Du, another MIT grad, says she became “morbidly fascinated” by the first set of files released on Jmail, including documents referencing MIT-linked academics such as former Media Lab director Joi Ito and professor emeritus Noam Chomsky. She has since worked on aspects of the project such as JDrive for data management and the Wikipedia-style Jwiki, which was first populated with write-ups of key Epstein-linked figures generated by AI and then carefully vetted before publication.

Perhaps most striking about the project is that a small group of developers was able to do what major media organizations had done in organizing previous viral data repositories, like former intelligence contractor Edward Snowden’s revelations about government surveillance or the offshore finance leaks known as the Panama Papers.

The team has received about $32,000 in donations to cover various costs, along with donated technical services from Reducto, Kino, and cloud provider Vercel. But the core work has been carried out by developers with their own day jobs and startups.

Though at times Igel wondered whether the project would be effectively scooped by big news organizations building their own Epstein data explorers, data from the Jmail project has actually been cited by news outlets including The Economist. The team has also been in touch with congressional staffers about passing on crowdsourced requests for release of potentially excessively redacted files.
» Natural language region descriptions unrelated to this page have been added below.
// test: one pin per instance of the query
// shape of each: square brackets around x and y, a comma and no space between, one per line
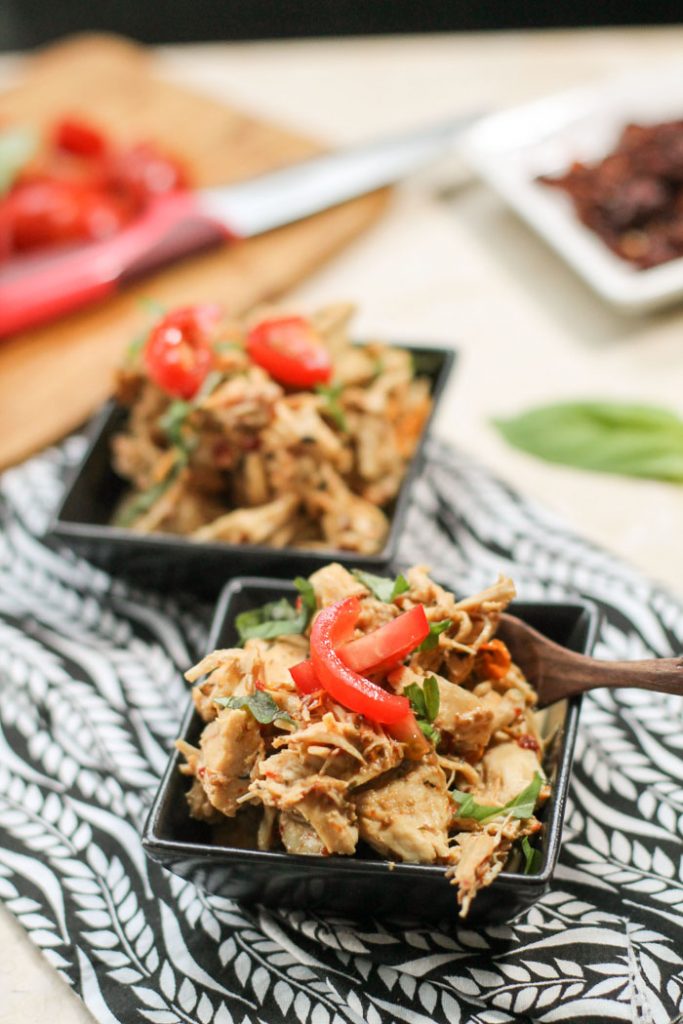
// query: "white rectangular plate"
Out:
[511,148]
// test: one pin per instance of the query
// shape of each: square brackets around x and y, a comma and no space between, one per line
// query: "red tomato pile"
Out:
[84,188]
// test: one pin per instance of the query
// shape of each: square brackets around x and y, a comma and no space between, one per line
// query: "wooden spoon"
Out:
[556,673]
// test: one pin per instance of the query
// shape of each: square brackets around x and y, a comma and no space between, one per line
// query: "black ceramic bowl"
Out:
[82,520]
[364,885]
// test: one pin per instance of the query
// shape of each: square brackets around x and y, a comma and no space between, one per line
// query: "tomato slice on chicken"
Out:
[290,349]
[332,628]
[383,648]
[178,353]
[387,645]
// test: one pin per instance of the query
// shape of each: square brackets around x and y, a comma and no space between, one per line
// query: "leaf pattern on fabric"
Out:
[90,672]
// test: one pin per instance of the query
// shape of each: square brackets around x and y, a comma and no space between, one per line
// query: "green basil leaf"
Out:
[332,394]
[272,620]
[435,630]
[532,857]
[279,619]
[609,437]
[383,588]
[416,695]
[138,504]
[17,147]
[261,706]
[432,697]
[307,595]
[430,731]
[520,806]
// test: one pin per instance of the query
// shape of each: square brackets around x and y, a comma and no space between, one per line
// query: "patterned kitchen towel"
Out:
[91,695]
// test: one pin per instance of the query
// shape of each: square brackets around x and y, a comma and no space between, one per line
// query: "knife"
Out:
[38,288]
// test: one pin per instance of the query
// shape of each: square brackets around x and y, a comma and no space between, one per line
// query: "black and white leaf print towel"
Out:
[91,697]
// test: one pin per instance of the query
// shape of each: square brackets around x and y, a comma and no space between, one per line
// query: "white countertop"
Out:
[452,264]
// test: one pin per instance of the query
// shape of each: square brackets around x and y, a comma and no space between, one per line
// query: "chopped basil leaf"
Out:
[261,706]
[278,619]
[172,421]
[17,146]
[152,306]
[425,702]
[603,436]
[383,588]
[332,392]
[209,385]
[430,731]
[435,630]
[532,857]
[520,806]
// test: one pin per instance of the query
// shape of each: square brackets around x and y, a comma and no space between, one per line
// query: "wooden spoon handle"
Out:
[664,675]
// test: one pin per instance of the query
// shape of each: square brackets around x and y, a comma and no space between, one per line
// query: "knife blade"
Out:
[38,288]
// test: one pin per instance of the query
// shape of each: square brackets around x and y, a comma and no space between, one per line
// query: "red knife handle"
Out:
[40,288]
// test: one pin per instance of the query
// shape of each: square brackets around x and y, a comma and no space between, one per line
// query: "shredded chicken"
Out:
[326,778]
[248,461]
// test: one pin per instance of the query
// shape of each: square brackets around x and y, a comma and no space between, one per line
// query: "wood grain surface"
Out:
[52,378]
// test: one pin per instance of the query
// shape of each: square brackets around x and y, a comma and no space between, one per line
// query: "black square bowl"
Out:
[363,885]
[94,488]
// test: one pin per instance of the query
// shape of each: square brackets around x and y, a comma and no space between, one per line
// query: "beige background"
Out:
[450,264]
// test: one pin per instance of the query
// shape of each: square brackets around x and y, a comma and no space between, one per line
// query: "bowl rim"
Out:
[162,848]
[61,528]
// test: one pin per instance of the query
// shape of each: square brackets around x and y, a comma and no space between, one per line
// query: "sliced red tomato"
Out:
[178,353]
[291,350]
[141,171]
[80,137]
[387,645]
[383,648]
[51,211]
[331,629]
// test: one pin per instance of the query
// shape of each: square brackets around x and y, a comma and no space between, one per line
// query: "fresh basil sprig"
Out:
[425,701]
[278,619]
[17,147]
[435,630]
[608,437]
[261,706]
[532,857]
[520,806]
[332,394]
[383,588]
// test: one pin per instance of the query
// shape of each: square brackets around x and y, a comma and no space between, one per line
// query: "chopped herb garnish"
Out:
[520,806]
[152,306]
[332,394]
[261,706]
[532,857]
[425,704]
[278,619]
[383,588]
[17,146]
[435,630]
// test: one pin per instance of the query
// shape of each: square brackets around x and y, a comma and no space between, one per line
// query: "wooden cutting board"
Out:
[52,378]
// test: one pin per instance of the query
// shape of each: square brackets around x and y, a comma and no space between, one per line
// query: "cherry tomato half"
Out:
[140,172]
[178,353]
[291,350]
[50,211]
[79,137]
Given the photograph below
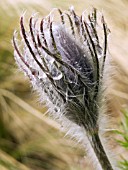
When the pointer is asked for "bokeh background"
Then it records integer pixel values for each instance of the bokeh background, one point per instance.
(28, 139)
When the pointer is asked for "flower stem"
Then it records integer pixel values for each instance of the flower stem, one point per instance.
(100, 152)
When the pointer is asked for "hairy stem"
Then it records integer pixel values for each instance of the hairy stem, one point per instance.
(100, 152)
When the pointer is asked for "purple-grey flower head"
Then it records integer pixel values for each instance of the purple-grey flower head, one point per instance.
(64, 61)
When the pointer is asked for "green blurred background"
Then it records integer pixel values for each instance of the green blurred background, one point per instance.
(28, 140)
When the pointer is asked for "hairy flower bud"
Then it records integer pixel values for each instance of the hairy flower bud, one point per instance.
(65, 63)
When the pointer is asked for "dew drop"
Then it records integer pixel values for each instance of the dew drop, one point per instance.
(58, 77)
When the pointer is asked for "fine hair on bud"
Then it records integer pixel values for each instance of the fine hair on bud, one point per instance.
(65, 60)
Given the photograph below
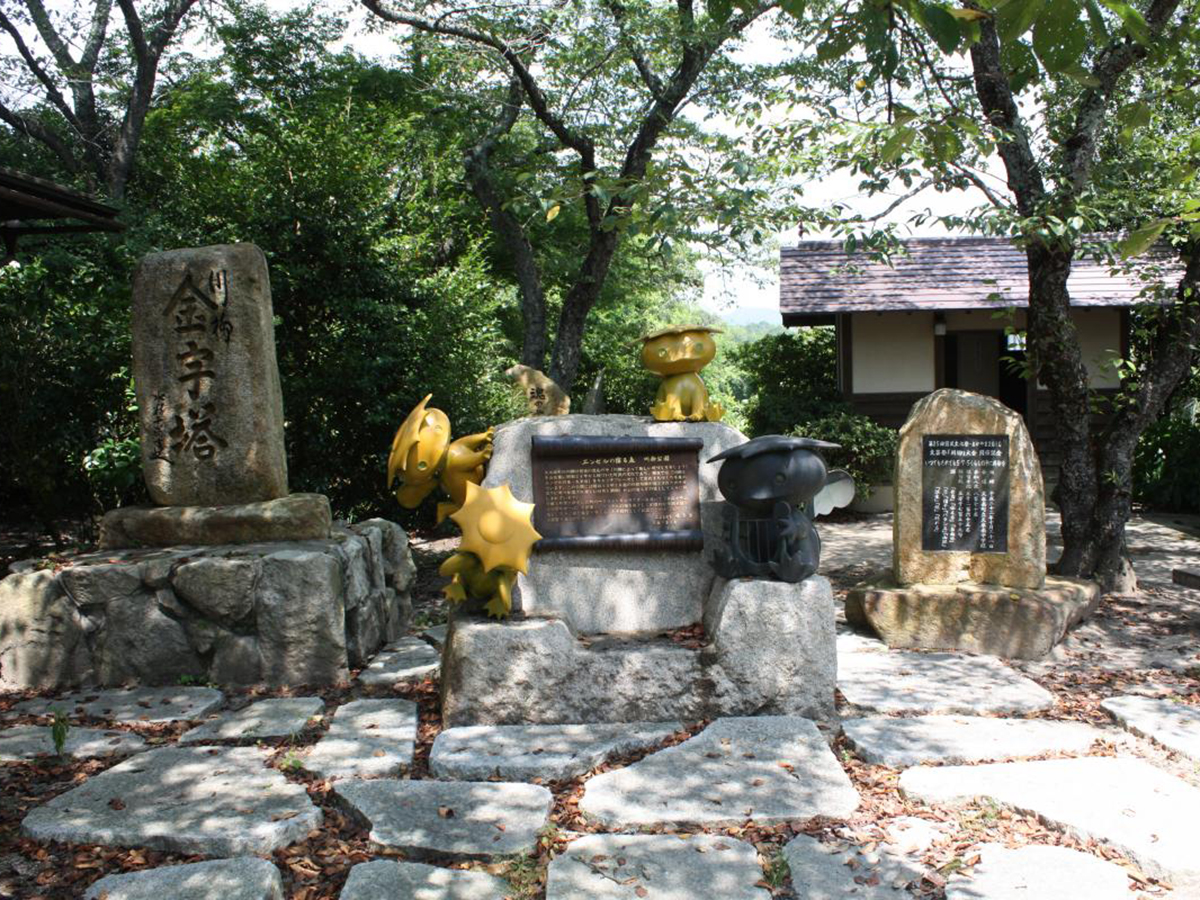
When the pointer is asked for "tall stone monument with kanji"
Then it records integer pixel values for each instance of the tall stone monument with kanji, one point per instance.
(207, 379)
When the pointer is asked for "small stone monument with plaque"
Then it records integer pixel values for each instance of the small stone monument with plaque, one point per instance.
(228, 579)
(969, 539)
(621, 617)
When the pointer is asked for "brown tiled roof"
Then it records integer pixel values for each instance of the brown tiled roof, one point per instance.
(819, 277)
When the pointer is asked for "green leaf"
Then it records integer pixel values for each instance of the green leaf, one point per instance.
(943, 28)
(897, 144)
(1133, 21)
(1141, 239)
(1057, 37)
(1015, 17)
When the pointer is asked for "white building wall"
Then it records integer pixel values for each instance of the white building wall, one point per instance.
(892, 352)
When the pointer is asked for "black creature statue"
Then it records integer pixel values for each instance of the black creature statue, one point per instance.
(774, 486)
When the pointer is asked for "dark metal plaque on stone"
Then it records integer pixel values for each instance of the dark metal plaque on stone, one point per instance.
(965, 492)
(616, 492)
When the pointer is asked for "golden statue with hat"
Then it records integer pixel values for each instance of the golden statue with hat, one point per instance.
(678, 353)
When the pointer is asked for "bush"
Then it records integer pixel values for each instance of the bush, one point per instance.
(1167, 463)
(868, 450)
(791, 378)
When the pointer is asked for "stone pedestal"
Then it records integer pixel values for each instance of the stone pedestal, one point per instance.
(276, 613)
(605, 591)
(771, 651)
(297, 517)
(1015, 623)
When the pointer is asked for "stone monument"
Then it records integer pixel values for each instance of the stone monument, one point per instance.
(969, 539)
(228, 579)
(631, 513)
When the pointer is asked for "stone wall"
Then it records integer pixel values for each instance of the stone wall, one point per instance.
(297, 612)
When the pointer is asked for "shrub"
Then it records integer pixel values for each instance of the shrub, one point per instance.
(1167, 463)
(868, 450)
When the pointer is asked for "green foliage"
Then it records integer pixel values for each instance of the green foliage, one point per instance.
(1167, 463)
(790, 378)
(868, 449)
(59, 730)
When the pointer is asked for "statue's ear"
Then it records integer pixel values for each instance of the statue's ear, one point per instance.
(838, 492)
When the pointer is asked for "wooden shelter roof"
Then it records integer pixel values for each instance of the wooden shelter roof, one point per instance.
(819, 279)
(27, 203)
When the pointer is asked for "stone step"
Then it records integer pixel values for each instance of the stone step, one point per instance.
(767, 768)
(241, 879)
(403, 660)
(657, 867)
(463, 819)
(133, 705)
(1033, 871)
(274, 718)
(898, 743)
(909, 682)
(219, 802)
(1141, 811)
(387, 879)
(1168, 723)
(28, 742)
(366, 738)
(522, 753)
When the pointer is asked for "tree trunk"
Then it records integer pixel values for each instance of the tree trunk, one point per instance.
(580, 299)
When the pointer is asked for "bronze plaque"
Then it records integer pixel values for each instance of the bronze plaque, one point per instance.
(616, 492)
(965, 492)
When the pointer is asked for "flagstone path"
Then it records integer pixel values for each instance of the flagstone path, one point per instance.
(935, 765)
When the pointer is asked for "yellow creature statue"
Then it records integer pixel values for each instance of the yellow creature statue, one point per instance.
(678, 353)
(424, 457)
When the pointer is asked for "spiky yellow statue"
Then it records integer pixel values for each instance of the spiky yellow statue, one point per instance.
(424, 457)
(497, 537)
(678, 353)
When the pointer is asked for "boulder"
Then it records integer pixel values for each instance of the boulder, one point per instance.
(949, 412)
(1015, 623)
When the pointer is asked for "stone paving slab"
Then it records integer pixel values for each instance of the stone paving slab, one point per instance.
(415, 881)
(406, 659)
(366, 738)
(241, 879)
(465, 819)
(839, 869)
(219, 802)
(1174, 725)
(1144, 813)
(275, 718)
(135, 705)
(769, 768)
(907, 682)
(887, 741)
(27, 742)
(1037, 871)
(655, 867)
(522, 753)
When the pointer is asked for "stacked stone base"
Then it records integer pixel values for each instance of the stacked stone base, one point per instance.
(276, 613)
(772, 651)
(1014, 623)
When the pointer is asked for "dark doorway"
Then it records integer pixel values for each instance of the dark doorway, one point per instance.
(988, 363)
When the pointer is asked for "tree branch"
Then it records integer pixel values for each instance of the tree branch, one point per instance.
(52, 90)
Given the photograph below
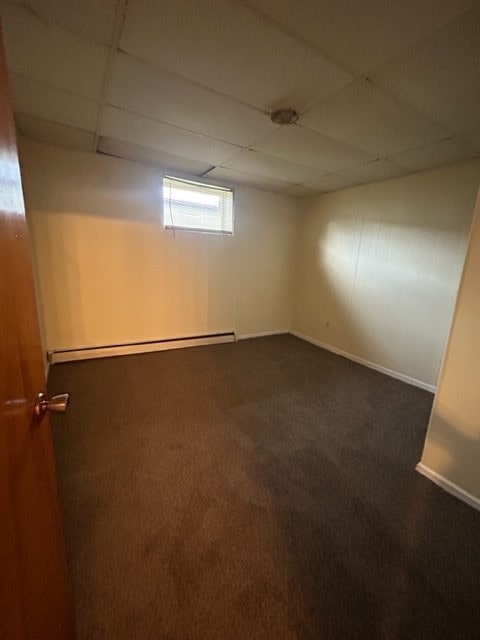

And additional features are being considered, including a Google Calendar-style interface to explore calendar data in the repository, says Igel, who notes that the underlying code from the project will also likely be released as open source in the future.  

Already the project stands as an example of what’s possible for a talented team equipped with the latest in AI development and data processing tools. “We’ve really relied on the new AI models,” Du says. “And we’ve also just had a very high level of trust across the team.”